Some might argue that the above is not a “literal” cost, and sure, you don’t pay a backup administrator $30 for recoveries and $135 for media management. However, what I’m trying to convey is that not all activities performed by a backup administrator are created equal. Some represent best bang for buck, while others progressively represent less palatable activities for the backup administrator (and for the company to pay the backup administrator to do).
You might consider it thusly – if a backup administrator can’t work on a platinum task because a bronze task is “taking priority”, then that’s the penalty – $105 per hour of the person’s time. Of course though, that’s just the penalty for paying the person to do a less important activity. Additional penalties come into play when we consider that other people may not be able to complete work because they can’t get access to the data they need, etc. (E.g., consider the cost of a situation where 3 people can’t work because they need data to be recovered, but the backup administrator is currently swapping media in the tape library to ensure the weekend’s backups run…)

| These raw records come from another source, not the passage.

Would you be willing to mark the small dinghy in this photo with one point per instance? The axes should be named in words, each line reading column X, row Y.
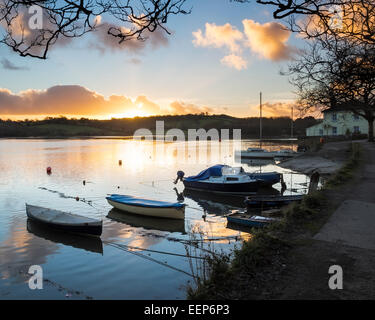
column 247, row 220
column 147, row 207
column 65, row 221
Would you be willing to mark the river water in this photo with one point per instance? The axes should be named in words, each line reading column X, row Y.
column 131, row 259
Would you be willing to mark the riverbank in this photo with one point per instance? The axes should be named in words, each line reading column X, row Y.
column 290, row 260
column 328, row 159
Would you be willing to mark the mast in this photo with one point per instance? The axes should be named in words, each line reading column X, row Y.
column 260, row 120
column 291, row 130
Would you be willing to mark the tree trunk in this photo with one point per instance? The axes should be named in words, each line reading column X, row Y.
column 370, row 129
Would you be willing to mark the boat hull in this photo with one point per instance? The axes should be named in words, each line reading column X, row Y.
column 92, row 244
column 93, row 228
column 227, row 188
column 249, row 221
column 266, row 179
column 272, row 201
column 166, row 212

Once we know the penalty though, we can start to factor in additional costs of having a sub-optimal environment. Assume for instance, a backup administrator spends 1 hour on media management tasks per TB backed up per week. If 1.2TB of data doesn’t need to be backed up each week, that’s 1.2 hours of wasted activity by the backup administrator. With a $105 per hour penalty, that’s $126 per week wasted, or over $6,552 per year.
So far then, we have the following costs of not deleting/archiving:
- Impact on backup window;
- Impact on media usage requirements (i.e., what you’re backing up to);
- Immediate penalty of excessive media management by backup administrator;
- Potential penalty of backup administrator managing media instead of higher priority tasks.
The ironic thing is that deleting and archiving is something that smaller businesses seem to get better than larger businesses. For smaller, workgroup style businesses, where there’s no dedicated IT staff, the people who do handle the backups don’t have the luxury of tape changers, large capacity disk backup or cloud (ha!) – every GB of backup space has to be careful apportioned, and therefore the notion of data deletion and archive is well entrenched. Yearly projects are closed off, multiple duplicates are written, but then those chunks of data are removed from the backup pool.
When we start evaluating the real cost, in terms of time and money, of continually backing up stagnant data, the reasons against deleting or archiving data seem far less compelling. Ultimately, for safe and healthy IT operations, the entire data lifecycle must be followed.
In the next posts, we’ll consider the risks and challenges created by only archiving, or only deleting.
Or you could backup to i.e. Data Domain which means that the extra retention of “unchanged” data will not cost you additional space / storage, since the deduplication will remove any double data.
Backing up stagnant data, even via deduplication, is still a wasteful endeavour. Of course there’ll be some level of stagnant data that is always backed up, but the solution is not to keep backing up the same stale data again and again; even if we’re not storing large amounts more data in the backup, it still takes time to process, it still occupies primary storage, and it still costs.